Hacker News new | ask | show | jobs
by ttul 884 days ago
Hi Alex Amazing work. I scanned the paper and dusted off my aging memories of Jeremy Howard’s course. Will your model live happily alongside the existing SD infrastructure such as ControlNet, IPAdapter, and the like? Obviously we will have to retrain these to fit onto your model, but conceptually, does your model have natural places where adapters of various kinds can be attached?
2 comments

regarding ControlNet: we have a UNet backbone, so the idea of "make trainable copies of the encoder blocks" sounds possible. the other part, "use a zero-inited dense layer to project the peer-encoder output and add it to the frozen-decoder output" also sounds fine. not quite sure what they do with the mid-block but I doubt there'd be any problem there.

regarding IPAdapter: I'm not familiar with it, but from the code it looks like they just run cross-attention again and sum the two attention outputs. feels a bit weird to me, because the attention probabilities add up to 2 instead of 1. and they scale the bonus attention output only instead of lerping. it'd make more sense to me to formulate it as a cross-cross attention (Q against cat([key0, key1]) and cat([val0, val1])), but maybe they wanted it to begin as a no-op at the start of training or something. anyway.. yes, all of that should work fine with HDiT. the paper doesn't implement cross-attention, but it can be added in the standard way (e.g. like stable-diffusion) or as self-cross attention (e.g.
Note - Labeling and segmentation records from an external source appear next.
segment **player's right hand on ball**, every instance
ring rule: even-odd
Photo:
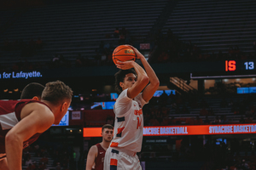
[[[115,65],[117,68],[121,70],[128,70],[134,67],[135,61],[117,61]]]

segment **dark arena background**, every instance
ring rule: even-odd
[[[256,1],[2,0],[0,99],[61,80],[69,111],[24,150],[23,169],[84,170],[113,125],[113,49],[131,44],[160,85],[143,108],[144,170],[255,169]]]

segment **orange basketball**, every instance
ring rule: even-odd
[[[117,61],[135,61],[136,54],[133,49],[128,45],[119,45],[113,50],[112,59],[114,64]]]

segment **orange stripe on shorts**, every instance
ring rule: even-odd
[[[110,147],[118,147],[119,143],[117,142],[112,142]]]
[[[116,159],[111,159],[110,160],[110,165],[117,166],[117,160]]]

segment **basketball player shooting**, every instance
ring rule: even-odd
[[[0,100],[0,169],[21,170],[22,150],[59,124],[70,105],[73,91],[62,82],[48,82],[41,101]],[[7,158],[7,159],[6,159]]]
[[[114,134],[106,151],[104,170],[142,169],[137,156],[137,152],[141,151],[143,136],[142,109],[160,84],[145,57],[137,48],[130,47],[146,71],[135,61],[117,61],[116,66],[121,69],[115,74],[115,88],[119,96],[113,107]]]

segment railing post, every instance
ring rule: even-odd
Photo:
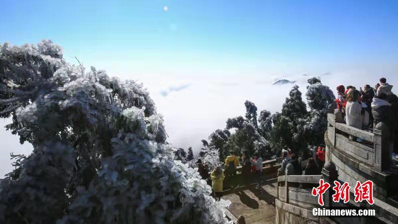
[[[334,186],[334,181],[337,180],[338,174],[336,170],[336,165],[332,162],[329,161],[325,165],[322,169],[322,179],[330,185],[330,187],[327,190],[326,192],[323,195],[323,202],[324,207],[330,207],[332,206],[332,195],[333,192],[333,186]]]
[[[285,201],[286,203],[289,203],[289,186],[288,182],[288,172],[285,171]]]
[[[375,169],[381,171],[390,167],[390,129],[387,125],[379,122],[373,130],[375,135],[374,149],[375,150]]]
[[[336,147],[336,115],[333,115],[333,123],[332,123],[332,125],[333,125],[333,127],[332,128],[332,139],[330,139],[332,141],[332,144],[333,144],[333,146]]]

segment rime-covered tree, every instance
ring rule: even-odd
[[[248,101],[245,102],[245,107],[246,112],[244,117],[238,116],[227,120],[226,128],[235,128],[235,131],[224,145],[224,156],[227,155],[229,150],[234,151],[237,153],[242,150],[247,150],[251,154],[259,152],[263,157],[267,157],[270,153],[270,144],[264,137],[267,134],[258,126],[257,108]],[[266,114],[263,113],[263,115],[264,118]],[[259,121],[261,125],[263,120]]]
[[[272,120],[271,112],[266,110],[261,111],[258,117],[258,122],[260,123],[259,129],[266,139],[269,140],[270,133],[272,129]]]
[[[324,134],[327,128],[327,107],[335,104],[334,94],[327,86],[322,84],[320,79],[313,77],[308,80],[305,96],[310,108],[308,120],[305,126],[305,135],[308,143],[313,146],[324,144]]]
[[[307,144],[304,135],[307,112],[298,86],[293,87],[282,106],[282,112],[273,115],[270,142],[277,155],[284,147],[296,153],[304,151]]]
[[[257,107],[252,102],[249,101],[245,102],[246,108],[246,119],[250,121],[256,128],[258,128],[257,124]]]
[[[176,155],[175,159],[181,160],[184,163],[187,162],[187,152],[183,148],[179,148],[174,152],[174,154]]]
[[[0,223],[226,222],[142,84],[69,64],[51,41],[1,46],[0,115],[33,147],[0,181]]]
[[[187,160],[191,161],[194,159],[194,151],[192,151],[192,147],[188,147],[188,153],[187,154]]]

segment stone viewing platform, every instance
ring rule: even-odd
[[[264,162],[260,190],[249,184],[224,191],[222,198],[232,202],[227,216],[235,224],[239,216],[243,216],[247,224],[398,223],[398,169],[390,166],[386,134],[388,130],[380,124],[374,129],[360,130],[336,122],[336,117],[331,113],[328,114],[328,123],[325,133],[326,164],[321,175],[276,177],[281,167],[280,158]],[[350,135],[362,139],[353,141]],[[303,168],[305,164],[305,161],[302,162]],[[324,207],[374,209],[376,216],[313,217],[313,208],[324,208],[311,193],[320,179],[331,186],[337,181],[348,182],[351,186],[350,200],[346,204],[333,202],[334,192],[330,187],[324,195]],[[373,205],[354,200],[357,181],[363,183],[367,180],[374,183]]]
[[[247,224],[275,223],[277,179],[265,180],[261,185],[260,189],[254,186],[238,188],[222,197],[232,202],[228,216],[235,223],[239,216],[245,218]]]

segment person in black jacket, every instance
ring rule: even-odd
[[[362,103],[365,103],[367,106],[366,111],[369,113],[369,125],[373,123],[373,116],[372,115],[372,102],[375,97],[375,90],[369,85],[365,85],[364,90],[361,89],[361,95],[362,96]]]
[[[394,115],[391,110],[391,105],[387,101],[387,95],[379,93],[373,99],[372,102],[372,114],[375,119],[376,125],[379,122],[385,123],[390,130],[392,129],[394,121]]]
[[[315,163],[315,160],[312,158],[308,159],[308,163],[305,167],[304,175],[317,175],[319,174],[319,169]]]
[[[398,117],[398,97],[391,93],[387,95],[387,101],[391,105],[391,111],[393,117]],[[397,119],[393,119],[394,123],[392,126],[394,127],[392,130],[392,138],[394,143],[394,152],[398,153],[398,121]]]

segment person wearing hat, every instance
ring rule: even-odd
[[[345,121],[348,125],[358,129],[362,128],[362,121],[361,116],[362,106],[358,103],[359,91],[350,89],[347,94],[347,105],[345,108]],[[350,135],[350,139],[356,140],[356,138]]]
[[[221,167],[217,166],[210,175],[211,178],[211,189],[214,193],[214,198],[218,201],[222,197],[222,183],[224,181],[224,172]]]
[[[364,102],[359,102],[359,104],[362,107],[361,110],[361,117],[362,120],[362,127],[367,127],[369,126],[370,118],[369,116],[369,112],[368,112],[368,109],[370,107]]]
[[[319,172],[322,171],[322,168],[325,165],[325,147],[318,147],[318,151],[316,151],[316,158],[317,159],[318,165],[319,166]]]
[[[377,95],[381,93],[388,95],[393,93],[391,92],[393,86],[387,83],[387,80],[385,78],[382,78],[380,81],[380,84],[379,88],[377,88]]]

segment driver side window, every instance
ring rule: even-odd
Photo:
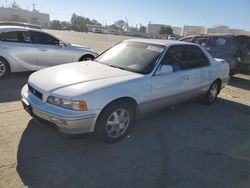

DeepFloyd IF or Imagen).

I'd recommend though to make use of HDiT's mapping network. in our attention blocks, the input gets AdaNormed against the condition from the mapping network. this is currently used to convey stuff like class conditions, Karras augmentation conditions and timestep embeddings. but it supports conditioning on custom (single-token) conditions of your choosing. so you could use this to condition on an image embed (this would give you the same image-conditioning control as IPAdapter but via a simpler mechanism).

IPAdapter, I am curious if there are useful GUIs for this? Creating image masks through uploading to colab is not so cute.
Here's one example: https://github.com/Acly/krita-ai-diffusion/

But generally, most other UIs support it. It has serious limitations though, for example it center-crops the input to 224x224px. (which is enough for a surprisingly large amount of uses, but not enough for many others)

Yes. I discussed this issue with the author of the ComfyUI IP-Adapter nodes. It would doubtless be handy if someone could end-to-end train a higher resolution IP-Adapter model that integrated its own variant of CLIPVision that is not subject to the 224px constraint. I have no idea what kind of horsepower would be required for that.

A latent space CLIPVision model would be cool too. Presumably you could leverage the semantic richness of the latent space to efficiently train a more powerful CLIPVision. I don’t know whether anyone has tried this. Maybe there is a good reason for that.